İNCELEME VE GEREKÇE: Dava hukuki niteliği itibariyle alacak davasıdır.
Mahkemece yapılan yargılama sırasında taraflarca gösterilen deliller toplanmış ve konunun incelenmesi uzmanlık gerektiren yönleri bulunduğundan bilirkişi incelemesi yaptırılmıştır.
Bilirkişi tarafından verilen raporda özetle; ” Somut olayın incelenmesinden uyuşmazlığın, davalı tarafından davacıya karşı başlatılan 3 ayrı icra takibi sonucu davacı tarafından açılan menfi tespit davası sebebiyle davacı tarafından ödenen teminat bedelinin menfi tespite ilişkin mahkeme kararın kesinleşmeden davalıya icra müdürlüğü tarafından ödenmesi sebebiyle muhtıranın davalıya tebliğinden itibaren arada geçen zaman nedeniyle davacının faiz alacağına hak kazanacağı tespit edilmekte olduğu, Ancak dosyada muhtıralarının hangi tarihte karşı tarafça tebellüğ edildiği, icra müdürlüğü tarafından bu muhtıraların gereği olarak ödemenin yapılması için davalı tarafa ne kadarlık bir süre verildiği (faiz, icra dairesi tarafından verilen sürenin bitiminden itibaren hesaplanmalıdır), anlaşılamadığından hesaplama yapılamadığını, Menfi tespit davası borçlu lehine sonuçlanmadan önce, icra veznesindeki para alacaklıya ödenmiş olursa menfi tespit davasının kabulü kararının kesinleşmesi üzerine icra dairesi ayrıca bir mahkeme hükmüne gerek olmadan alacaklıya ödenmiş olduğu parayı alacaklıdan zorla geri alarak borçluya ödemek ve böylece icrayı eski haline iade etmek zorundadır (İİK m.72/S, c.2).
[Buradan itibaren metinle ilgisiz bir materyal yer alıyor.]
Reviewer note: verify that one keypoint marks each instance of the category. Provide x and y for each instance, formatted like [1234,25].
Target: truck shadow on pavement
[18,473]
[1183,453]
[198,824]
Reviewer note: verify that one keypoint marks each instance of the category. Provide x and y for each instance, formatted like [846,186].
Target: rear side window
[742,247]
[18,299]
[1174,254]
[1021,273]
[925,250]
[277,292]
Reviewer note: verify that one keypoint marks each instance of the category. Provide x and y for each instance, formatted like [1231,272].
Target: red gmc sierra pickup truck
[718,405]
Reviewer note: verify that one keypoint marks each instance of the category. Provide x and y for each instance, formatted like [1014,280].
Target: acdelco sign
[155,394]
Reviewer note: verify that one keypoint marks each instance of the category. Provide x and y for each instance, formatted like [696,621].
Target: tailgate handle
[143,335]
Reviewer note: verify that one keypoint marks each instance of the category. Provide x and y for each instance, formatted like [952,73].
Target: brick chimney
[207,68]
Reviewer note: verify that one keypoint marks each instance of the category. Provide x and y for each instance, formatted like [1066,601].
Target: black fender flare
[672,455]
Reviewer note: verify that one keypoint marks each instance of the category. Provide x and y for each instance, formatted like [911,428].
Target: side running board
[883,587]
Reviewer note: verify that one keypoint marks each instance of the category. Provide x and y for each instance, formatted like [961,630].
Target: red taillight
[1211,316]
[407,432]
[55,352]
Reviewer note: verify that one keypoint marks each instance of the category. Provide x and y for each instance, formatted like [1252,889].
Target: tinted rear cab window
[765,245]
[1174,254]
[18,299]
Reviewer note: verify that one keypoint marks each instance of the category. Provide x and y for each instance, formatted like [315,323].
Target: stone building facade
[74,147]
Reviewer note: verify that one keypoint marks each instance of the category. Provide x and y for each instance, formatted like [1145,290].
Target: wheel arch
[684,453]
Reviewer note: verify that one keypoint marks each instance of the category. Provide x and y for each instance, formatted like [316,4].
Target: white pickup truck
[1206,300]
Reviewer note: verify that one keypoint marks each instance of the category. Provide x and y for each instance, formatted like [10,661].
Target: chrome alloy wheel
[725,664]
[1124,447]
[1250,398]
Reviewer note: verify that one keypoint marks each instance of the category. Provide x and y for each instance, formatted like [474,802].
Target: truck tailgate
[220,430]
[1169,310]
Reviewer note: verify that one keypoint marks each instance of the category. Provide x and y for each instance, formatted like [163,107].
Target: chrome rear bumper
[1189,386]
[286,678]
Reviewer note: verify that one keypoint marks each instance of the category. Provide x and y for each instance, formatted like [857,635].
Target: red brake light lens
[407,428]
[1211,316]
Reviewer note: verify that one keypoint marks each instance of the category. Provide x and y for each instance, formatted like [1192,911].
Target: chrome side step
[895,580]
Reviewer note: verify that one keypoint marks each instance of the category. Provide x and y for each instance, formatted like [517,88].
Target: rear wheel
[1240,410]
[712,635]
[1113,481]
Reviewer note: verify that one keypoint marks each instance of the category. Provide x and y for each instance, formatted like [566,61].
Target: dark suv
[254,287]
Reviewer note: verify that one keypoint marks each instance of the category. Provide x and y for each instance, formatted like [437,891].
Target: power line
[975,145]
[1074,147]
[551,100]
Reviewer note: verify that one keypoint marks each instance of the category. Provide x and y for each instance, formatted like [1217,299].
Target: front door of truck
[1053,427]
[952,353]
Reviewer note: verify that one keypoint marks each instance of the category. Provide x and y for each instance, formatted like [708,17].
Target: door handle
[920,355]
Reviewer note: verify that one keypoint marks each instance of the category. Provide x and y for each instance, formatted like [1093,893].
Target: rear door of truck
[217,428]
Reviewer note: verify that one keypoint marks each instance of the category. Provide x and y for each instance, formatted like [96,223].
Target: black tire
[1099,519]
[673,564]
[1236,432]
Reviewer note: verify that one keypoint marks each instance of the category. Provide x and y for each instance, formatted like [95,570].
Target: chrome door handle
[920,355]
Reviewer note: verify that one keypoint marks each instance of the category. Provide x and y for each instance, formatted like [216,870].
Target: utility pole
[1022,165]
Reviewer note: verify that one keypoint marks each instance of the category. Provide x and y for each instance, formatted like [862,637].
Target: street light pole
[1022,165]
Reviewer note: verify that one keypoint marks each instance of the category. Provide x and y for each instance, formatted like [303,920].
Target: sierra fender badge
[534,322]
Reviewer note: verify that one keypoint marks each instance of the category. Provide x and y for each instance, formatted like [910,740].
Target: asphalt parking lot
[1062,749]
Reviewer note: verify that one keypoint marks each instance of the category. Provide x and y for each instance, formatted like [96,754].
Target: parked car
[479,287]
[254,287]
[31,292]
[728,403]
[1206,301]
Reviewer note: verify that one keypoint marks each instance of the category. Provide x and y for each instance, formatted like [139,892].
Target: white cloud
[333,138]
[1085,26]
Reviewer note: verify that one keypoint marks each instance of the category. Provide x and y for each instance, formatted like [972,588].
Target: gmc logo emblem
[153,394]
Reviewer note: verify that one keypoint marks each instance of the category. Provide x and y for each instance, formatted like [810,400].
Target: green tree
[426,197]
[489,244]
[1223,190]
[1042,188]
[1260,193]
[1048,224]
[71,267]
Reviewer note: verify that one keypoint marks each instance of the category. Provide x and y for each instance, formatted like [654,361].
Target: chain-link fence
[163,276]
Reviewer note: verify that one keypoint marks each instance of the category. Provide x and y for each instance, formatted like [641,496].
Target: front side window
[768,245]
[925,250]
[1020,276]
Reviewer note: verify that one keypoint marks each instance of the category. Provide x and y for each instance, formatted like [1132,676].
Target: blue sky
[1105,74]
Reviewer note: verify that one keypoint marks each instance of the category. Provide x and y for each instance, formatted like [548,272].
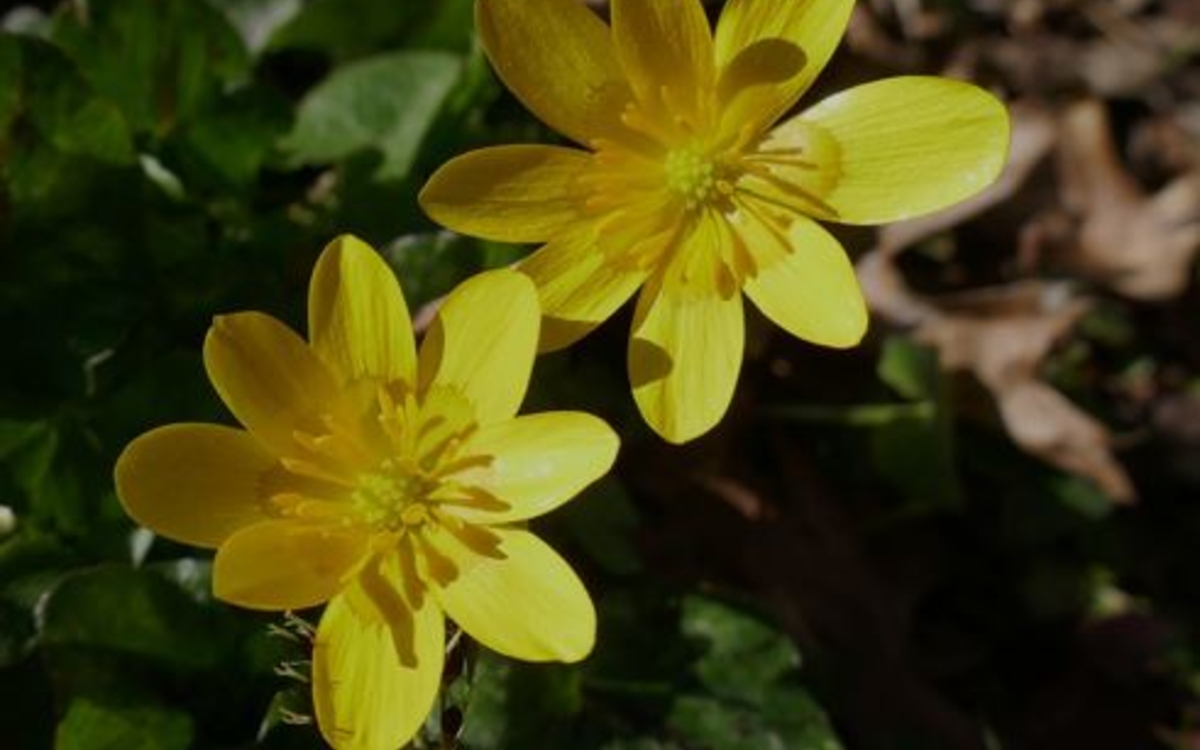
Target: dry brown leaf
[1139,246]
[1003,337]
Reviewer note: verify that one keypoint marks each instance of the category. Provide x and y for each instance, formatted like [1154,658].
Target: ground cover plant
[972,529]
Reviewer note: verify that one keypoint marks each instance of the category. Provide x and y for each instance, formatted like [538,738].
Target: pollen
[391,498]
[691,175]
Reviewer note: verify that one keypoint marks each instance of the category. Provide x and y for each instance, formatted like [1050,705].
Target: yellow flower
[391,485]
[688,187]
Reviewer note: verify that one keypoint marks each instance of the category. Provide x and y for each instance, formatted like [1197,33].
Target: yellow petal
[539,462]
[522,193]
[268,377]
[196,484]
[364,697]
[528,605]
[286,564]
[558,59]
[483,343]
[811,292]
[762,33]
[579,288]
[358,321]
[685,345]
[666,51]
[910,145]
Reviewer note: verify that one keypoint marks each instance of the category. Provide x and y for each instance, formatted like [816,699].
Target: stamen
[439,567]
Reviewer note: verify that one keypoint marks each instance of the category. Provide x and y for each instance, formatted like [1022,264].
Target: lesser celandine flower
[691,191]
[389,484]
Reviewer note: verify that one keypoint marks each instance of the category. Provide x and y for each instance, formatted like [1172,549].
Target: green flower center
[691,175]
[393,498]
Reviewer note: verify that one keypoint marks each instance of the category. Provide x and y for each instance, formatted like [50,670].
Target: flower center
[393,498]
[691,175]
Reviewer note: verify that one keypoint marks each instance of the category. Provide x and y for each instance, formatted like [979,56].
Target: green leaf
[795,721]
[131,612]
[91,725]
[603,522]
[226,148]
[915,450]
[257,21]
[384,103]
[346,29]
[161,61]
[744,657]
[42,83]
[513,705]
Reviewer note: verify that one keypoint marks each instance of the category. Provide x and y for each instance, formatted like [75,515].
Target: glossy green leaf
[91,725]
[160,61]
[131,612]
[743,657]
[346,113]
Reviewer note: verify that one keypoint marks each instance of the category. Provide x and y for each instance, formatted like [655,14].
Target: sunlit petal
[762,41]
[579,288]
[687,340]
[365,699]
[528,604]
[358,321]
[910,145]
[521,193]
[286,564]
[268,377]
[666,51]
[196,484]
[539,462]
[484,341]
[558,59]
[811,292]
Dolayısıyla somut olay yönünden takip devam ederken açılan menfi tespit davasının devamı sırasında paranın ödenmiş olması sebebiyle davanın istirdat davasına çevrilmemiş olması ve bu arada 1 yıllık hak düşürücü süresinin geçmiş olmasının somut olay yönünden herhangi bir etkisinin olmadığı, somut olay bakımından mesele icranın eski hale iadesi olup, bunun için bir mahkeme kararı ihtiyaç bulunmadığını, Dolayısıyla somut olay yönünden davacının davalıdan olan alacağa ilişkin bir hak düşümü süresinden söz etmenin mümkün olmadığını, ayrıca bir istirdat davasından söz edebilmek için ödemenin takibin devamı sırasında borçlu tarafından (somut olayda davacı) cebri icra tehdidi altında yapılmış olması lazım geldiği, Oysa somut olayda ödeme borçlu tarafından yapılmış Olmayıp; onun iradesi dışında icra müdürlüğü tarafından gerçekleştirildiği şeklinde” rapor sunulmuştur.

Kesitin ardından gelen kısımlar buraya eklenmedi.